Is the pang many of us felt at this story merely a viral case of the pathetic fallacy, so potent that even scientists were not immune from it? Or is there something objectively sad about a machine with a purpose, left to face its end on its own, perhaps the only moving thing on the planet – exposed to the alien elements in a way, and on a scale, that no human has yet to experience? No doubt, the philosophers can argue about whether the pathetic fallacy is in fact a fallacy or not until philosophy itself faces the same entropic fate as the Mars rover. But we would submit that there is indeed something powerfully poignant about such a scenario as this, not isolated to – or explained away by – the eye of the human beholder. Perhaps there is a seam of sorrow threaded through the universe to which humans may be the most sensitive – or maybe not – but in any case affects the universe in different ways, even where, and when, life is absent. (Perhaps partly because of this absence.) Creatures no doubt experienced sad situations long before there were humans around to witness or record them. Trees, after all, certainly fell in the forest many millions of years before Homo sapiens came along to question the sound that these timber giants most definitely made. Who are we to presume that trees don’t mourn the collapse of one of their neighbors? (After all, we’ve only recently discovered the extent to which trees communicate and cooperate through “the world wood web.”) Perhaps it’s a form of arrogance to assume that only humans can experience what Spinoza called “the sad passions” and what Virgil called “the sadness in things.” Perhaps even a courageous laborer, made of the world’s most expensive nuts and bolts, is imbricated in an affective atmosphere as much as an elemental one.

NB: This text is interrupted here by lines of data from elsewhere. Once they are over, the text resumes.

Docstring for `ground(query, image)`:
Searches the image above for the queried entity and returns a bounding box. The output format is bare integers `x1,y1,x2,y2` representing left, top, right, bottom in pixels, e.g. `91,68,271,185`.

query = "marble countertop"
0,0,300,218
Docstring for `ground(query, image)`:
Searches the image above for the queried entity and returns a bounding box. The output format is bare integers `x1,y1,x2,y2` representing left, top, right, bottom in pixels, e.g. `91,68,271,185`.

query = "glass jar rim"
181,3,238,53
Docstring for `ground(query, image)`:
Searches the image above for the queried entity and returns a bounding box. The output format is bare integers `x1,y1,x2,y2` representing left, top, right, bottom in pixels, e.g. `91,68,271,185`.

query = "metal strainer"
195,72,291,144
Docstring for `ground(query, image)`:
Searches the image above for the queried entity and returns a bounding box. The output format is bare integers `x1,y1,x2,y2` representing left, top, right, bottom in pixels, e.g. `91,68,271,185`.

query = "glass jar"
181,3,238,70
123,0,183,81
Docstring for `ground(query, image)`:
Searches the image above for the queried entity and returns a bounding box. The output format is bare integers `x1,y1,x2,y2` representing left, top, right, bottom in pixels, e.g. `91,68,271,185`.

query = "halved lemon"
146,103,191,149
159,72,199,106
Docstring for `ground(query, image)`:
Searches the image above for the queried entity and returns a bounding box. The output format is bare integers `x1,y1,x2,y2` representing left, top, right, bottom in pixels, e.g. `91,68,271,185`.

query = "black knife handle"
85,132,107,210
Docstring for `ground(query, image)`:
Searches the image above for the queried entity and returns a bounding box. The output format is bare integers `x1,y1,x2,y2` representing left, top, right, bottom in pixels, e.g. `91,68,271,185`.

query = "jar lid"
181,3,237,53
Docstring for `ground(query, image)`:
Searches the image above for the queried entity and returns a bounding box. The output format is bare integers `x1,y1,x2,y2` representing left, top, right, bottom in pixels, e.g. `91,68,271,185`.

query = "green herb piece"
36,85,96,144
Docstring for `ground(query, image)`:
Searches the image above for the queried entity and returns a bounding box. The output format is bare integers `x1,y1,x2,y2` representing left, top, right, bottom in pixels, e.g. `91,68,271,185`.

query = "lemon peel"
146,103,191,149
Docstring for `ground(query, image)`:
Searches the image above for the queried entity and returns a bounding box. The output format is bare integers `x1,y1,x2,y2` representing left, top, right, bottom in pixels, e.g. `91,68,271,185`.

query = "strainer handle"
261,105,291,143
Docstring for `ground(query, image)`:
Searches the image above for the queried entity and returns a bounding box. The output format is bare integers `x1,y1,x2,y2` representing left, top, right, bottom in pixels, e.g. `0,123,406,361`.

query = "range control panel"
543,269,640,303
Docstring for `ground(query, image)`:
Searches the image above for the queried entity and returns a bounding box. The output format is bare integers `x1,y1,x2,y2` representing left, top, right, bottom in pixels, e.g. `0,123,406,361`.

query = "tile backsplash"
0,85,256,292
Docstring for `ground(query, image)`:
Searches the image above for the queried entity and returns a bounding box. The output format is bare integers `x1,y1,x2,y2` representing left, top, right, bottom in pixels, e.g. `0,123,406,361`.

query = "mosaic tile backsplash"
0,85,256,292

Then again, we could just as well propose the opposite hypothesis. That the cosmos is not a cold and sorrowful void but an inviting plenum on which glittering jewels of possibility are scattered across the heavens like warming embers. This would be the true pulse of the universe that the mystics attempt to find and channel through their ecstatic whirling or their immobile meditation. This is the subterranean ocean of tranquility beneath all our suffering and sadness: a wretchedness that, these same mystics insist, is just an illusion (from one view), or (from another) a series of necessary tests, on the path out of Saṃsāra to Nirvana. Melancholia would then, contrary to the alchemical or astrological tradition, be unconnected to the motion or music of the spheres and instead be a slimy film that humans alone leave in their wake – viscous evidence of their heavy and gloomy passage through this world. Human sadness as material excretion, manifest in our poetry as much as in our plastic, and in our sparkling new mega-churches or supermarkets as much as in our ruins. This heavy psychic, or even spiritual, baggage marks our species in sharp contrast to all the other creatures, who flow through life “like water in water,”2 and who only know sadness when humanity introduces it to them. (An introduction no living thing can now fully avoid, given our genius for leaving the calling card of our own misery inside every crevice and infusing our own bitter tears into every toxic droplet.)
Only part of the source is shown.